Imagem / jornal-usp.br
A 2ª Turma do Tribunal Regional Federal da 1ª Região (TRF1) garantiu o pagamento de parcelas atrasadas de pensão por morte a um menor de idade nascido três meses após o óbito do pai. A decisão confirmou que o direito ao benefício deve contar desde a data da morte do segurado, rejeitando o argumento do INSS de que o pagamento deveria valer apenas a partir do pedido administrativo.
No recurso, o INSS alegou que a pensão já era paga integralmente a uma irmã do autor. A autarquia argumentou que a entrada do novo dependente seria uma habilitação tardia, o que, em regra, não gera pagamentos retroativos. O órgão defendeu que o valor deveria ser pago apenas após a solicitação feita pelo autor, para evitar o pagamento em duplicidade.

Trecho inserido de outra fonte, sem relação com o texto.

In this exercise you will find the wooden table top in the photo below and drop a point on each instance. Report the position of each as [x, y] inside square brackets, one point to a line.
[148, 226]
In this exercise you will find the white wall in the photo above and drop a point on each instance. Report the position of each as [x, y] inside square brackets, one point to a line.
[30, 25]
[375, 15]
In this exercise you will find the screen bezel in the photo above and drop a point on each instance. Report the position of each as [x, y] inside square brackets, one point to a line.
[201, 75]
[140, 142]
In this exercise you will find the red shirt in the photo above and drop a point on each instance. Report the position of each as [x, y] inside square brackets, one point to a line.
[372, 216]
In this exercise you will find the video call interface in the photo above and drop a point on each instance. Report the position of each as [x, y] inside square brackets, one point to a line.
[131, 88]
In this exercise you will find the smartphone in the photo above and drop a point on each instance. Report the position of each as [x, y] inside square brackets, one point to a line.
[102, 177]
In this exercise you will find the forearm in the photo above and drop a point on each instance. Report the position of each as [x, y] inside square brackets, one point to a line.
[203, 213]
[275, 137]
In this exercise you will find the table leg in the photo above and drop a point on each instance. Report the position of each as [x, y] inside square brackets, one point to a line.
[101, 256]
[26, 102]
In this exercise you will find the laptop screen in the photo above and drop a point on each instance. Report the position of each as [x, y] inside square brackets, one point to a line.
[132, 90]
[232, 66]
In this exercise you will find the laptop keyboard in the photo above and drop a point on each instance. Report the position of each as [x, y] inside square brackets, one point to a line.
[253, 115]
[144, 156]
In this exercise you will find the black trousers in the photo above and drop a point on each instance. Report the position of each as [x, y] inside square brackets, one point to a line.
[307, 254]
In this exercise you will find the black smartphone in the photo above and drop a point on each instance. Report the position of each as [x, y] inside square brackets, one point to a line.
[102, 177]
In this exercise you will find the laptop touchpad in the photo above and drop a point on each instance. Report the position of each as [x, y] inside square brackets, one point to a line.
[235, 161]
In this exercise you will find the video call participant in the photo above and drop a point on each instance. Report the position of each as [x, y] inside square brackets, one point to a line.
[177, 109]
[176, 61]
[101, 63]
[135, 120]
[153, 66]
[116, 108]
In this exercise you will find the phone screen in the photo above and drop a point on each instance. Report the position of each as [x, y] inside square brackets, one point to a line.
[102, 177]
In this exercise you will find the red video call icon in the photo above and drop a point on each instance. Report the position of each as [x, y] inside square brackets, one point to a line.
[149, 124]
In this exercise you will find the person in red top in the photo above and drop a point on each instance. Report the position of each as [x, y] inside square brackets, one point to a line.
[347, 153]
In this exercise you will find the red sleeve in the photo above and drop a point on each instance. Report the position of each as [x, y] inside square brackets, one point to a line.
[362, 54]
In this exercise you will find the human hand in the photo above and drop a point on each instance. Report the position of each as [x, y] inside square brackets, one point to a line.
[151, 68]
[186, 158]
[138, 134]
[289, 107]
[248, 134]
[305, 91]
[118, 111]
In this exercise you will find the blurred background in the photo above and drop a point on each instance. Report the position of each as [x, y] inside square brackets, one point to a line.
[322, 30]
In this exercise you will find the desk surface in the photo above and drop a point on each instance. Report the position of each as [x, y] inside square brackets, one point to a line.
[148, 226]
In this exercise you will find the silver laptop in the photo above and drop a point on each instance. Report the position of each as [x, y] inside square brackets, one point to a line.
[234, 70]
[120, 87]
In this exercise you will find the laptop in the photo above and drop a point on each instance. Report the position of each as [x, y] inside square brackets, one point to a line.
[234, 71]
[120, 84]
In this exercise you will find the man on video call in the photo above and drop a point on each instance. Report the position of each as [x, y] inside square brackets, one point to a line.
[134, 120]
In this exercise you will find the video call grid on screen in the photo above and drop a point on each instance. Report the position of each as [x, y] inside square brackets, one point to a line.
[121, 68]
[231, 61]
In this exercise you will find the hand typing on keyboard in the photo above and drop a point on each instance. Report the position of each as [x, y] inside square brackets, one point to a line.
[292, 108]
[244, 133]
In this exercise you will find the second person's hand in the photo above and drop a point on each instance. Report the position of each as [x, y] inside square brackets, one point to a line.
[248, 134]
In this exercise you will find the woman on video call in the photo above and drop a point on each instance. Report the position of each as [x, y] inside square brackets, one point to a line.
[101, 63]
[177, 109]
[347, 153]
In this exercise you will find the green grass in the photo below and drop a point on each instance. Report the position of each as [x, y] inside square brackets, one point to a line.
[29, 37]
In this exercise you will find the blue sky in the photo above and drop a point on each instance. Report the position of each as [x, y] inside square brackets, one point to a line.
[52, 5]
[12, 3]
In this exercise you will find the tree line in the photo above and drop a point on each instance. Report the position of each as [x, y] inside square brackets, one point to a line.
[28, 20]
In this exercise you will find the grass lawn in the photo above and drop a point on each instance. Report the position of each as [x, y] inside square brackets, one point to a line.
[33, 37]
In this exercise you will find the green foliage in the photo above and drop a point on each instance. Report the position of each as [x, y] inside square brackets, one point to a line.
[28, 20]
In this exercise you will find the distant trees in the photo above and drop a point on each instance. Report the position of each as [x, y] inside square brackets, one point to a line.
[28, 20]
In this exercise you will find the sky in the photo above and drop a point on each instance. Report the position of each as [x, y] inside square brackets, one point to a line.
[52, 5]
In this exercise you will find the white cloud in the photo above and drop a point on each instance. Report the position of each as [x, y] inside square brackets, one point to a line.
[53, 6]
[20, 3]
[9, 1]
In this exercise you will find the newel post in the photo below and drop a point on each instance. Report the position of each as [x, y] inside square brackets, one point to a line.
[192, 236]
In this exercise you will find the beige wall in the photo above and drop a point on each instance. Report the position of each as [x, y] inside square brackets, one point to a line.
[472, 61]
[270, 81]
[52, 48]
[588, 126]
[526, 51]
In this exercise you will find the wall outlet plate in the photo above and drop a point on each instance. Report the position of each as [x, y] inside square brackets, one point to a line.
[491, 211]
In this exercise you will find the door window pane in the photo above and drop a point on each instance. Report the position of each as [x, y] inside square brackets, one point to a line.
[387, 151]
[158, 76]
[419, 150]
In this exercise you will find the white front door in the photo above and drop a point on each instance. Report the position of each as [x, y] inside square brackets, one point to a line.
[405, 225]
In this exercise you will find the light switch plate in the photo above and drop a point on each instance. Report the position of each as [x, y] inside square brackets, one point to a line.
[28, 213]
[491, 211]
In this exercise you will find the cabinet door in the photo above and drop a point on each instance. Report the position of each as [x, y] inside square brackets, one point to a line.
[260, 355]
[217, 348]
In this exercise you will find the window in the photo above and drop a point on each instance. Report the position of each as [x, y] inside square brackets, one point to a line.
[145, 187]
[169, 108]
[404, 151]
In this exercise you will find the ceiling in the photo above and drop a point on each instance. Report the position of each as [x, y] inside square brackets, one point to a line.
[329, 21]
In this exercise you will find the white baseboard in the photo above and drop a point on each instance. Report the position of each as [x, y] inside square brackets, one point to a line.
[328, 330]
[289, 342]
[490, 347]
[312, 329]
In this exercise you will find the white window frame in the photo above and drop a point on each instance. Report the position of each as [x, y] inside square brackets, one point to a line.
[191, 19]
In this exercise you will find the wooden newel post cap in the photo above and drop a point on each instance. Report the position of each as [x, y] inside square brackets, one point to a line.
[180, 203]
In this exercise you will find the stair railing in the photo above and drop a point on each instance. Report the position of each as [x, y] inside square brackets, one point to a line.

O relator observou que a demora no pedido ocorreu porque o autor precisou primeiro obter o reconhecimento judicial da paternidade. Segundo o magistrado, o menor só teve condições de exigir o benefício após a decisão, não sendo razoável “que o menor, além de suportar os prejuízos naturais decorrentes do longo tempo até o desfecho da ação de paternidade, seja ainda penalizado com a limitação de seu direito à pensão”.
Foi ressaltado que o próprio INSS, ao conceder o benefício fixou o início da vigência na data da morte do pai, o que reforça o direito do menor aos atrasados.